Remi Fraisse est mort, frappé par une grenade offensive, dans le dos !
Et pourtant cette mort était évitable, ainsi que les blessures et lésions des autres victimes du barrage. Oui, le barrage n’était pas encore construit qu’il a déjà fait des victimes, et la responsabilité – au-delà de celle des forces de police et de gendarmerie engagées – est avant tout celle de la politique menée à marche forcée, par celles et ceux qui avaient de toutes façons décidé de ne même pas écouter, entendre, étudier les arguments des « opposants ».
D’un côté, un circuit technocratique d’expertises douteuses, aboutissant au vote quasi-unanime d’élus d’un conseil général qui pour la plupart n’ont pas eu l’honnêteté de demander du temps pour étudier un dossier qu’ils ne maîtrisaient pas. Ah, l’élu omniscient qui ne sait pas dire « je ne sais pas », « je vais réfléchir », « je vais consulter », à commencer par consulter ses propres administrés et pas simplement la soixantaine de bénéficiaires du barrage, petite minorité mais très influente. Et l’exécutif, départemental comme national, d’accélérer la cadence pour terminer à temps et ne pas perdre les subventions européennes ! Car ils ont risqué la vie et la santé de leurs mandants pour garantir l’encaissement de l’argent de Bruxelles !

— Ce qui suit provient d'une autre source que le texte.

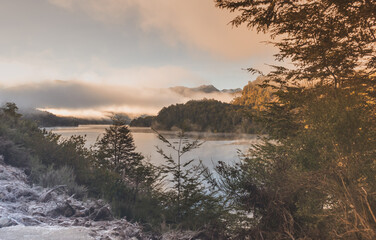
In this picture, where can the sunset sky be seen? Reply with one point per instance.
(84, 57)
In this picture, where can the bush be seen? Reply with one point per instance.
(14, 155)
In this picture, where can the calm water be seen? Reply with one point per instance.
(216, 147)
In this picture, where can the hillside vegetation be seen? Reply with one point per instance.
(204, 116)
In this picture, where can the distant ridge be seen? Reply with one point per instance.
(186, 91)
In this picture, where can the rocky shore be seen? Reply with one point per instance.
(32, 212)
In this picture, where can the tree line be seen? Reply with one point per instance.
(207, 115)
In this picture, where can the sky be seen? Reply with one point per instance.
(90, 57)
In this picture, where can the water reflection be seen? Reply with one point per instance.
(216, 146)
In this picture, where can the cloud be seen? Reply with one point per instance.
(95, 100)
(195, 23)
(40, 68)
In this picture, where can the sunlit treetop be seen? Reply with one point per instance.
(332, 41)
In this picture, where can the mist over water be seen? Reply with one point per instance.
(216, 146)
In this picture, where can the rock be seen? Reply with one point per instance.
(6, 222)
(103, 214)
(65, 210)
(48, 195)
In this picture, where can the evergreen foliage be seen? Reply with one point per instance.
(206, 115)
(313, 177)
(188, 202)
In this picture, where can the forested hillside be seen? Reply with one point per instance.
(204, 115)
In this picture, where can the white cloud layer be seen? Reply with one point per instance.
(79, 99)
(194, 23)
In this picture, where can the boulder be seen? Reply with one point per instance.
(103, 214)
(6, 222)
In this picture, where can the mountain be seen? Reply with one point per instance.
(47, 119)
(187, 92)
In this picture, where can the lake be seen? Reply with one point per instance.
(216, 146)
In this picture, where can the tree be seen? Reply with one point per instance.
(313, 176)
(329, 41)
(187, 201)
(115, 151)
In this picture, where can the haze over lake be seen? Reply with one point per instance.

Une autre voie était possible, c’était de s’en remettre à la population, de discuter, la consulter, lui confier la décision. Car là – contrairement aux calomnies – était la responsabilité ! Là où les institutions ont failli – ce qu’elles reconnaissent elles-mêmes aujourd’hui, un peu tard, un homme trop tard – l’alliance nouée par les habitants, les forces sociales dans l’opposition au projet de barrage, a montré les capacités d’organisation, de discussion, d’expertise.
L’expertise et la connaissance du terrain par les habitants
S’il y a eu « violences », c’est d’abord à la surdité des pouvoirs publics qu’on le doit. Le travail fourni par le mouvement, en son sein, a été mille fois plus sérieux, approfondi. L’expertise pratique de la connaissance du terrain par les habitants, liée au savoir accumulé aussi bien à l’université que dans l’école de l’expérience des luttes et des débats par des centaines d’individus, de militants, vaut mille fois plus que toutes ces conclusions apportées par les « gens responsables », sans transparence aucune. Et on retrouve là ce qu’on avait vu à plus grande échelle en 1968, dans les commissions de réforme de l’université, les comités d’action de quartier, ce qu’on retrouve aussi dans les grèves comme dans les contre-propositions des syndicats, des comités d’entreprise : la capacité créatrice des femmes et des hommes qui savent qu’il n’y a pas de meilleure garantie pour l’avenir que de le prendre en mains soi-même.
Les « opposants » ont raison de refuser ces choix absurdes
Les choix de ces élus incompétents et de l’État qui reconnaît avoir bâclé le sujet les rendent illégitimes. Devant une telle faillite les « opposants » ont raison de refuser ces choix absurdes.
Puisque la ministre de l’écologie, c’est-à-dire le gouvernement, reconnaît que le projet a été bâclé, et qu’il n’aurait pas dû être, il faudrait qu’ils en tirent les conséquences. Non qu’ils laissent la place en tant qu’individus pour de « plus compétents », mais que ce système et ces institutions qui ont fait faillite laissent la place à autre chose, à ce qui se créée au jour le jour dans ces luttes qui loin d’être « passéistes » sont justement une alternative.